We love antiques for the character and style they bring to our homes, but have you considered how antiques are good for the planet as well? Here are a few of the ways antiques can help reduce your carbon footprint:
- Reduces landfill When you buy a new piece of furniture, as soon as it leaves the shop floor, its value immediately drops to almost half. Whereas an antique, with its history and quality of craftsmanship, will hold or increase its value as the years go by. Antique furniture was hand made from properly seasoned timber, so the need to replace due to damage is minimal… compared to the average 15 year cycle of modern pieces. So where landfills are full of modern furniture from a well-known Scandinavian furniture giant, antiques are cherished in the home, kept in the family or re-sold.
- Reduces carbon emissions, Although many modern furniture makers are paving the way for a greener future, there are still many who mass produce pieces in large factories, often overseas, with large CO2 outputs. In 2010, LAPADA and other trade bodies commissioned Carbon Clear to produce a study that tested the difference in level of emissions between modern and antique furniture. It was a thorough study, which took into account a range of factors including raw materials, manufacturing, transportation and disposal. The findings were alarming; a new chest of drawers will have a carbon impact up to sixteen times higher than an antique chest of drawers!
- Supports local business. With so much of the UK retail sector now being online, many high street shops are being boarded up, and we are losing a sense of community. Antique dealers are local independent retailers in a high street threatened by the big chains. Many of these dealers, whilst still maintaining a good web presence, have kept their physical shops.
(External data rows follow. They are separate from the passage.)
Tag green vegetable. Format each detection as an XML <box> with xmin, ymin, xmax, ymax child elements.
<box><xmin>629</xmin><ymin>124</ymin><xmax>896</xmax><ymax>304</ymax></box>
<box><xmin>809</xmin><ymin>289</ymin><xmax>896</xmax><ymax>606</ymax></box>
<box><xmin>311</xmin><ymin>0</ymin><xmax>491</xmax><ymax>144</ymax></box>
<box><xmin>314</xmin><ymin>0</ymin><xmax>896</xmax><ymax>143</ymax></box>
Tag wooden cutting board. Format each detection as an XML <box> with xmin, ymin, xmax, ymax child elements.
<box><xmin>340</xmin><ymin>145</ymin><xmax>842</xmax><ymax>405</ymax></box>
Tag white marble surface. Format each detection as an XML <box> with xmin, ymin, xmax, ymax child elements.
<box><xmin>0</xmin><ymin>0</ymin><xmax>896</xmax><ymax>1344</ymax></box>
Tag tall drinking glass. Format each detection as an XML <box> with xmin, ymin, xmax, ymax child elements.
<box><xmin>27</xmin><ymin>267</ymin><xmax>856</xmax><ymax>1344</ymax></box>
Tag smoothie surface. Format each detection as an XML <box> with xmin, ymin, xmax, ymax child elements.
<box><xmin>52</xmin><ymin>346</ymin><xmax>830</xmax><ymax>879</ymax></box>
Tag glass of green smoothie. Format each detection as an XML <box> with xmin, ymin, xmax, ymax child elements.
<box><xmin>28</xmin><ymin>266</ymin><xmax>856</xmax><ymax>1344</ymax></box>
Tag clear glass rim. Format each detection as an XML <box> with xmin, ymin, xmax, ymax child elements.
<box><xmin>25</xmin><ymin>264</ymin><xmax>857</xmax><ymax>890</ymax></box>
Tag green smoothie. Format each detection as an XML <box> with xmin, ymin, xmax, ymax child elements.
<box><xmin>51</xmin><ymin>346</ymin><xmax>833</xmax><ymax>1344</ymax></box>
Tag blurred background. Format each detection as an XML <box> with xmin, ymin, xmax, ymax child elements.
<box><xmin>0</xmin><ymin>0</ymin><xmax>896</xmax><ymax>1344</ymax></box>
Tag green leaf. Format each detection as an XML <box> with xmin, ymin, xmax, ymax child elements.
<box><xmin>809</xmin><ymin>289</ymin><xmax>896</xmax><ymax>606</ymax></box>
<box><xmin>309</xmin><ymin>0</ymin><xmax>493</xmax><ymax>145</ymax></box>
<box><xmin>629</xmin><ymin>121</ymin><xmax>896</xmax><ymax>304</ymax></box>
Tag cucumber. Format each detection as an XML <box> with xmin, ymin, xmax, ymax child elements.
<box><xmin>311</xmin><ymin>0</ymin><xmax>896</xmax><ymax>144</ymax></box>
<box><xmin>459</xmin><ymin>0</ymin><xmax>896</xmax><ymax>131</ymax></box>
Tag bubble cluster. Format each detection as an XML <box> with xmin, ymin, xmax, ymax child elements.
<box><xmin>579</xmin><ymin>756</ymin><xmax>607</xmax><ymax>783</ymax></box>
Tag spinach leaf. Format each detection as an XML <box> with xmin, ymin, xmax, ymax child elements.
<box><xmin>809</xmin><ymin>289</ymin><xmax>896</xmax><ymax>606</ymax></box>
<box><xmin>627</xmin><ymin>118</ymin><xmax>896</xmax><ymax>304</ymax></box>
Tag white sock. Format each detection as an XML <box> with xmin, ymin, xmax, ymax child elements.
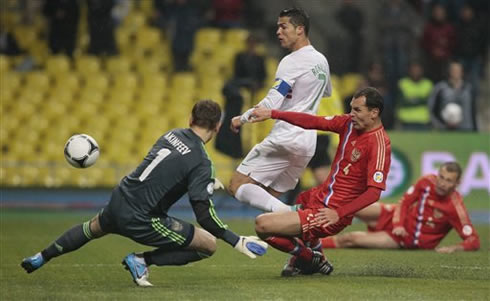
<box><xmin>235</xmin><ymin>183</ymin><xmax>291</xmax><ymax>212</ymax></box>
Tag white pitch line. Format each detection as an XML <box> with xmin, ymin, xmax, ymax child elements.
<box><xmin>2</xmin><ymin>263</ymin><xmax>490</xmax><ymax>270</ymax></box>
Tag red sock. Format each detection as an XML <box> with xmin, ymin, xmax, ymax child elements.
<box><xmin>265</xmin><ymin>236</ymin><xmax>313</xmax><ymax>262</ymax></box>
<box><xmin>322</xmin><ymin>236</ymin><xmax>337</xmax><ymax>249</ymax></box>
<box><xmin>309</xmin><ymin>238</ymin><xmax>323</xmax><ymax>253</ymax></box>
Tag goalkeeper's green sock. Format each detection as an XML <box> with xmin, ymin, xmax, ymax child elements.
<box><xmin>41</xmin><ymin>221</ymin><xmax>93</xmax><ymax>261</ymax></box>
<box><xmin>143</xmin><ymin>249</ymin><xmax>211</xmax><ymax>266</ymax></box>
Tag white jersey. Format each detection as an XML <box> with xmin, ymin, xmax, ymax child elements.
<box><xmin>244</xmin><ymin>45</ymin><xmax>332</xmax><ymax>156</ymax></box>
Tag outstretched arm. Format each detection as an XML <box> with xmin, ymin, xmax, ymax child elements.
<box><xmin>436</xmin><ymin>199</ymin><xmax>480</xmax><ymax>253</ymax></box>
<box><xmin>250</xmin><ymin>107</ymin><xmax>348</xmax><ymax>132</ymax></box>
<box><xmin>191</xmin><ymin>200</ymin><xmax>267</xmax><ymax>258</ymax></box>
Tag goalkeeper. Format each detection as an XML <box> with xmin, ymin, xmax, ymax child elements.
<box><xmin>21</xmin><ymin>100</ymin><xmax>267</xmax><ymax>286</ymax></box>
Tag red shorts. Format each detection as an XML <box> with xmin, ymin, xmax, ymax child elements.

They are aware that it’s essential to have a gallery or showroom space for customers to come and view their potential purchases.
- Preserves our heritage for future generations Antique furniture creates a wonderful picture of the period from which it was made, reflecting social history and domestic lives. The varying styles and methods of manufacture are a window to the past, whether it is a Georgian commode for the bedroom or a butler’s tray for the dining room. The genius of a Chippendale design still influences designers to this day.
- They make you happy! In addition to being good for the planet, antiques are good for you too: ever stroked the silky patina of an early oak coffer? Smelt the lingering scent of turmeric from a William & Mary spice cabinet? Admired the perfect proportions of a Georgian bureau? There is no greater pleasure – and when you are lucky enough to cherish an antique in your own home, this is something that you can experience every day.